Gastgeber: Andreas Peschel
Datum & Uhrzeit: 01.02.2024 | 12:30 – 14:00 Uhr
Ort: Hörsaal 3M07, GUZ
Öffentliche Veranstaltung. Keine Anmeldung erforderlich.
In recent years, rapid methodological advancements in the field of ancient DNA have enabled the generation of temporal transects of microbial diversity and have paved the way for studying human-pathogen interactions, from an evolutionary and sociocultural perspective, even earlier than the written historical record. At present, the most extensively studied ancient pathogen is the zoonotic bacterium Yersinia pestis, the causative agent of plague.
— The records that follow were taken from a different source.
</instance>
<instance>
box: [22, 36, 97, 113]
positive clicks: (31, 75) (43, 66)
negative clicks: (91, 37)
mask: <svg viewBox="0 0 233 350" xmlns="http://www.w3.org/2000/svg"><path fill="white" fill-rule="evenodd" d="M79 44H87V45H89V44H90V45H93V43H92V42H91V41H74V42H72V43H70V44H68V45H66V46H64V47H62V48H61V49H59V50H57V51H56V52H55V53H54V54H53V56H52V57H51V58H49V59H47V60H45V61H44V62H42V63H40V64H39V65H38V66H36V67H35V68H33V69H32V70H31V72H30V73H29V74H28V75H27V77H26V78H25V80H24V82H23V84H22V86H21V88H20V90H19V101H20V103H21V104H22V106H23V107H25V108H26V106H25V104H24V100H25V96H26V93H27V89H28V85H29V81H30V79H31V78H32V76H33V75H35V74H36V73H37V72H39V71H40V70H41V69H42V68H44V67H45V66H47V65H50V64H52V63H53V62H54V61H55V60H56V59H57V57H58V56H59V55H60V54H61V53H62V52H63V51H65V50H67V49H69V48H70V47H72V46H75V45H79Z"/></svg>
This presentation will concentrate on how metagenomic studies and the generation of ancient pathogen genomes have transformed our understanding of the evolution and history of plague. The increasing availability of ancient Y. pestis datasets has afforded insights into the bacterium’s early evolution, as well as the emergence and progression of historical pandemics, offering perspectives on past genetic diversity and its role in shaping both extinct and still surviving disease reservoirs worldwide. Ultimately, the case of Y. pestis shows how ongoing interdisciplinary efforts can help unravel the processes that have shaped the contemporary landscape of infectious diseases. In this capacity, they provide a framework for examining the diachronic challenges that pathogens have continuously posed on human societies.